Our results demonstrate that while some sequences may be less suitable for diagnostic purposes such as staging (as reflected in the suboptimal scores on peripheral zone and central gland conspicuity), they are acceptable for target contouring or image registration for treatment guidance. While the specific results of this study are limited to the four sequences evaluated, our methodology can be applied more generally to optimize sequences for the purpose of MR-guided radiotherapy.

Scan protocol time is of course not the only factor influencing overall treatment time. The time required for matching, re-planning, and dose delivery is substantial as well. In particular, for the results presented in this study we should realize that scan resolution might also influence data transfer times and the time required for matching and/or recontouring. Indeed, while there are no significant quantitative differences, the RTTs performing the matching anecdotally indicated that they found it harder to judge the match of the lowest quality scan (D; (1.8 mm)3), and therefore actually spent more time on the matching procedure and felt less confident with the result.

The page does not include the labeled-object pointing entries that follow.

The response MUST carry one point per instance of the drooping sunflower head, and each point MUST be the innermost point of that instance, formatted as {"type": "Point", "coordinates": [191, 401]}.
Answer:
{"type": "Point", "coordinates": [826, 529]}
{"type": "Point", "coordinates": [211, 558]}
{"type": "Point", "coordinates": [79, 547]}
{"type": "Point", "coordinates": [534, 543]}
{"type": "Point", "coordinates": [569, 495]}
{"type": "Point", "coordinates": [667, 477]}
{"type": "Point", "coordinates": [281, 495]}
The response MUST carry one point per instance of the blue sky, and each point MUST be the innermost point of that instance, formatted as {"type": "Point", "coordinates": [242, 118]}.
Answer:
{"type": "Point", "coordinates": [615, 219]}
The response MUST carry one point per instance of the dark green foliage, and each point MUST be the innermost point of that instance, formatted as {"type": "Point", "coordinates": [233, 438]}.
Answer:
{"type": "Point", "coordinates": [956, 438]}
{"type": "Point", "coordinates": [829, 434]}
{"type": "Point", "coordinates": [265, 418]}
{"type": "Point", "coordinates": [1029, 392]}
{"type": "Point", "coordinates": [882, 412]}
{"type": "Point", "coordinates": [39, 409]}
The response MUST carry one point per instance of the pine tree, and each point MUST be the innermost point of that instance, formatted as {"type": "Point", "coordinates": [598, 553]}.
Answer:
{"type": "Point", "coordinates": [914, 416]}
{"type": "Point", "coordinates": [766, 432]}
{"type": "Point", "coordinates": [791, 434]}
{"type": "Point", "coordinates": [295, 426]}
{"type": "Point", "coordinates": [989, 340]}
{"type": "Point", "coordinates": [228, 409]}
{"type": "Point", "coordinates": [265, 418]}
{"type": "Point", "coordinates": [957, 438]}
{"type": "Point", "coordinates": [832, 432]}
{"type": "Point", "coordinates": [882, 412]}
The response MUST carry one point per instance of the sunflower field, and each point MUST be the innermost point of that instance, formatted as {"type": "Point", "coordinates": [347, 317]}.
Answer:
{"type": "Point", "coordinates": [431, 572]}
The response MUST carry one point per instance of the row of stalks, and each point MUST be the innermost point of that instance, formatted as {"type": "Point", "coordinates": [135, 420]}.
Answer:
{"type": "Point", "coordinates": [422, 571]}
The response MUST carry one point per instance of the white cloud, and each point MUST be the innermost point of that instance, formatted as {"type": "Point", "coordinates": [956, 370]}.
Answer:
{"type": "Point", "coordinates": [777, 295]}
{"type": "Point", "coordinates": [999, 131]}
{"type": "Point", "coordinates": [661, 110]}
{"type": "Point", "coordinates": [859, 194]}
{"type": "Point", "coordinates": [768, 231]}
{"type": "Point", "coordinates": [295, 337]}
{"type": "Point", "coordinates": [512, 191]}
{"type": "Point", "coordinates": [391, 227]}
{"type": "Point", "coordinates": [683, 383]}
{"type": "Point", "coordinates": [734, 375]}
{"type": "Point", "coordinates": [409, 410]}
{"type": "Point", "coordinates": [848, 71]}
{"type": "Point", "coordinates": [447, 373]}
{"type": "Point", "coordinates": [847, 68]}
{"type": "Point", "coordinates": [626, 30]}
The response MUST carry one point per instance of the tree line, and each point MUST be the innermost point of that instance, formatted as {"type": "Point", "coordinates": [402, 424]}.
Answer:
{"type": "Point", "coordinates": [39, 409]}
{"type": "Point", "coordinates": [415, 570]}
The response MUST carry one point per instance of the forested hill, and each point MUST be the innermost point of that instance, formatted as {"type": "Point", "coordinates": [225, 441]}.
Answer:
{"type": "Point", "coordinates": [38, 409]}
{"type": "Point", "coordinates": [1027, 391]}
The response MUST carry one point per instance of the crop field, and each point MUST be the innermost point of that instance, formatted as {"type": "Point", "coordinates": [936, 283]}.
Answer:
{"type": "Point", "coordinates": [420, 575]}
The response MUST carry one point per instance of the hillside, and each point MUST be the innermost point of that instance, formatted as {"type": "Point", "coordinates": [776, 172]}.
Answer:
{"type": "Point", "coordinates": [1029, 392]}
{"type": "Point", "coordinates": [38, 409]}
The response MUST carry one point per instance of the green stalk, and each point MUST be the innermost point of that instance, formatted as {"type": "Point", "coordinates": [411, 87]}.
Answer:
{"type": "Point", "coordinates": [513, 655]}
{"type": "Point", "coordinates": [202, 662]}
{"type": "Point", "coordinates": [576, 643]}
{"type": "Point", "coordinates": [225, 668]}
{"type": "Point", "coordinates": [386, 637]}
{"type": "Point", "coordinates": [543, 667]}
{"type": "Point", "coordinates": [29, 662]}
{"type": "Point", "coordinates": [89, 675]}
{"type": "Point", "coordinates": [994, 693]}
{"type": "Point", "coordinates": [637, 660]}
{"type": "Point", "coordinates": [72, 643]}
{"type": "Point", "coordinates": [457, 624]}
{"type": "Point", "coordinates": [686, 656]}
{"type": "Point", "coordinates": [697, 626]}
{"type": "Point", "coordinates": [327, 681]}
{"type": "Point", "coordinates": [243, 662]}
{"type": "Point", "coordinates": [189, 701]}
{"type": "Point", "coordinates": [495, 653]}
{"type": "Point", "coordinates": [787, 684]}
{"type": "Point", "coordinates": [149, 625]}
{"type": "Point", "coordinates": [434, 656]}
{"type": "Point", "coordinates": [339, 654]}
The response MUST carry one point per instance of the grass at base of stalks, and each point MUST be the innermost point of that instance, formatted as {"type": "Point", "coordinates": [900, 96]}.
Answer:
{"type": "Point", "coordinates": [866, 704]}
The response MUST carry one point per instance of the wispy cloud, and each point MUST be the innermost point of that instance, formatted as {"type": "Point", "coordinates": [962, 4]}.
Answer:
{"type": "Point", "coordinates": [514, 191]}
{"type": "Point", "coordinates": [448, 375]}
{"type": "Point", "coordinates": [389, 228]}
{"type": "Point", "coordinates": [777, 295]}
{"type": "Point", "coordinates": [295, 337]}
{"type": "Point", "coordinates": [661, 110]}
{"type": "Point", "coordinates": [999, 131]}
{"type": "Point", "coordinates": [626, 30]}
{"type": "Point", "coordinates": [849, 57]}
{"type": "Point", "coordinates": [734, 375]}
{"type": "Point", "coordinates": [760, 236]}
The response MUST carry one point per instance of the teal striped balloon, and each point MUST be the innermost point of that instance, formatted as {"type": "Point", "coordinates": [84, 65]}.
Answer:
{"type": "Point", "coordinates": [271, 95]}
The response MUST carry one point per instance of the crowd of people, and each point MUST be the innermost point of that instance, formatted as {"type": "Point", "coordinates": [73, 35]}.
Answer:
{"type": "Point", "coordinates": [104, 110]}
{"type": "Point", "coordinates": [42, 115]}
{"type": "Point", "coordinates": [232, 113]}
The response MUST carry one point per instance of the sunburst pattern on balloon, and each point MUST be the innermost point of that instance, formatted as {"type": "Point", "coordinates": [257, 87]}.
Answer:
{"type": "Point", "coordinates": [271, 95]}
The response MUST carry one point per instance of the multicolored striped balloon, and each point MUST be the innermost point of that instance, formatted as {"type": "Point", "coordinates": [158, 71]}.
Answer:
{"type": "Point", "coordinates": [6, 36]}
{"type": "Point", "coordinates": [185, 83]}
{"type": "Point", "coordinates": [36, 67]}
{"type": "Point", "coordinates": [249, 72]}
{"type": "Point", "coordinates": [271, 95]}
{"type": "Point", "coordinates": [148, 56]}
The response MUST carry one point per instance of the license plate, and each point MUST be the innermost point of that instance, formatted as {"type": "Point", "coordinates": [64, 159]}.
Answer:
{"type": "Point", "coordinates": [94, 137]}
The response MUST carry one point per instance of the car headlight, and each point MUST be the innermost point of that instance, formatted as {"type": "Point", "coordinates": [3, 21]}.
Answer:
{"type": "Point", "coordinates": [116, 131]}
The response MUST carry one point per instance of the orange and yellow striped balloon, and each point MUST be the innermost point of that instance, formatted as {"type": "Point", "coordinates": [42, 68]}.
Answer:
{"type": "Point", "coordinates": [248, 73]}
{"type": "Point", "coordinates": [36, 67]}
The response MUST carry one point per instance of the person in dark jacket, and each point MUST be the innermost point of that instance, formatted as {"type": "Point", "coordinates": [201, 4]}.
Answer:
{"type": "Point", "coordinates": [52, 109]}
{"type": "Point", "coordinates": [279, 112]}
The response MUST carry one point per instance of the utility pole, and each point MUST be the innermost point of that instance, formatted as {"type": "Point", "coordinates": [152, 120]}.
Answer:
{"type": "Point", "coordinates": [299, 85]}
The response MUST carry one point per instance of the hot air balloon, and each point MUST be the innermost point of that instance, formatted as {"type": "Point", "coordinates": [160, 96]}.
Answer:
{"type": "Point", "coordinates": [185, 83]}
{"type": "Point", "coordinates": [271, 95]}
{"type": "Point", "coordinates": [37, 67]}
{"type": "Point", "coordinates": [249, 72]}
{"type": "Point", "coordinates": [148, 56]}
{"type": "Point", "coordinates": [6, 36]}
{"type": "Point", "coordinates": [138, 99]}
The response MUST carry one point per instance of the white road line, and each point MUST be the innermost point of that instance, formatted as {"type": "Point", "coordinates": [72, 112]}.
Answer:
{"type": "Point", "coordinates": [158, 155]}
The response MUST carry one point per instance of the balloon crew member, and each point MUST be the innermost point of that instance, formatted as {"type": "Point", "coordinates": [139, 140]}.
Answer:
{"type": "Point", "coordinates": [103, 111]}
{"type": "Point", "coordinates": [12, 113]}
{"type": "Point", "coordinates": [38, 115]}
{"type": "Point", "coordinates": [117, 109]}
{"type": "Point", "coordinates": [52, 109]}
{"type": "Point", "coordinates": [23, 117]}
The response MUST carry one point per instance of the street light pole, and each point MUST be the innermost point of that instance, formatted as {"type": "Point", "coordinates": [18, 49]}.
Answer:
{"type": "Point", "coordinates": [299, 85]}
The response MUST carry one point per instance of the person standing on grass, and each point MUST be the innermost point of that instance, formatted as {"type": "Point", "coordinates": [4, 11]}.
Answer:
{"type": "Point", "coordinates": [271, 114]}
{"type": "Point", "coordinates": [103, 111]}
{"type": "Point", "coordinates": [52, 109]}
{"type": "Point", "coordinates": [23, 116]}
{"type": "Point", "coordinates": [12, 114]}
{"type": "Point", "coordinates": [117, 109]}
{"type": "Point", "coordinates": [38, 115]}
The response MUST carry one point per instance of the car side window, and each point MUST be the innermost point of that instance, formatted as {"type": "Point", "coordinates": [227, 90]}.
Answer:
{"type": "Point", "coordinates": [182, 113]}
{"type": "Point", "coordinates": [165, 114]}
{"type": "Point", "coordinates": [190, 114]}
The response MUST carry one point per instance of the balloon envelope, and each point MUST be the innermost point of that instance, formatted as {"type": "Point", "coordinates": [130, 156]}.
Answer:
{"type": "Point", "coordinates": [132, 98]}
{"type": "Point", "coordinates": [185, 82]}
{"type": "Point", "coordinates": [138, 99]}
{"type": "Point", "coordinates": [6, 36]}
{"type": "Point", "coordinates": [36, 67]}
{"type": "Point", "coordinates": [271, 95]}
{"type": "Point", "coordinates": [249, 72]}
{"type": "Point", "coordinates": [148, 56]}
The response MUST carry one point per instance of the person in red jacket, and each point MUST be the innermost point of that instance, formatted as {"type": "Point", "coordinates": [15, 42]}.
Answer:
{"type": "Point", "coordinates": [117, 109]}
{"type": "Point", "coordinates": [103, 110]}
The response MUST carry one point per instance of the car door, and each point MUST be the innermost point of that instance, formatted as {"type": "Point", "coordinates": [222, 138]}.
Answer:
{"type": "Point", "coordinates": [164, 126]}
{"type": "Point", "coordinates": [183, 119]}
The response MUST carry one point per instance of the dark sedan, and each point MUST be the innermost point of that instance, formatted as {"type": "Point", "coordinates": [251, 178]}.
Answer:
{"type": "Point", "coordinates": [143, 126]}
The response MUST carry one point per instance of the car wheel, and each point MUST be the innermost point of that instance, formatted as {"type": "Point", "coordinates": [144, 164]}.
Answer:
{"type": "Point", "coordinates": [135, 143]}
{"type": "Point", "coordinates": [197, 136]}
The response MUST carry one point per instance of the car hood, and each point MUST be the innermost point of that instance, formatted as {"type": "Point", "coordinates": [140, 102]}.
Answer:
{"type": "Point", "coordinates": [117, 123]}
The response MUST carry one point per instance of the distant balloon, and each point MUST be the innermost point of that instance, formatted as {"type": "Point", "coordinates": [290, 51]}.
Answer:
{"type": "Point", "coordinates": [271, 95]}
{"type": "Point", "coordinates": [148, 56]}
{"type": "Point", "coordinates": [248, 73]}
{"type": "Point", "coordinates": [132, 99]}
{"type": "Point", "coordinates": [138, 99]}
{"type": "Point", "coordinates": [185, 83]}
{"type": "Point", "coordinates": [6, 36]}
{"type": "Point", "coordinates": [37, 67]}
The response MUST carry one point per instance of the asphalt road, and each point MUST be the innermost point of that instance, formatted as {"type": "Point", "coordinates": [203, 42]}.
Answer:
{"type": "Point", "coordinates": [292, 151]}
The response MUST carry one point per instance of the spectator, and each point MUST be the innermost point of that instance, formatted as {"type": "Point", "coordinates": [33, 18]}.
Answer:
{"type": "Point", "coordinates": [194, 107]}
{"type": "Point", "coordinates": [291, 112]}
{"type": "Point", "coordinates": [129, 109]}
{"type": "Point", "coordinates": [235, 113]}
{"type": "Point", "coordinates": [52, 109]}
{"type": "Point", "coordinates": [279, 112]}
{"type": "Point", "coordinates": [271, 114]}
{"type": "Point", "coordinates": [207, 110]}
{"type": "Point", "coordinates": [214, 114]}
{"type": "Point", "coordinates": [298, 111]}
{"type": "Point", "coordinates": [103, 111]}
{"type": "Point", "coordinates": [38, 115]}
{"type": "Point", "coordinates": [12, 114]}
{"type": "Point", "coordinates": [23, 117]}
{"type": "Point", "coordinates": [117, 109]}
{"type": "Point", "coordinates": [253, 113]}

Based on the results of this study we clinically changed our scan protocol from protocol A to protocol B. This way our results have been used to effectively improve overall fraction time for adaptive treatment on the MR-linac by optimising the imaging sequence used for MR guided radiotherapy.

Declaration of competing interest

The authors declare the following financial interests/personal relationships which may be considered as potential competing interests: NKI-AvL is part of the Elekta MR-linac Consortium and we acknowledge financial and technical support from Elekta AB (Stockholm, Sweden) under a research agreement.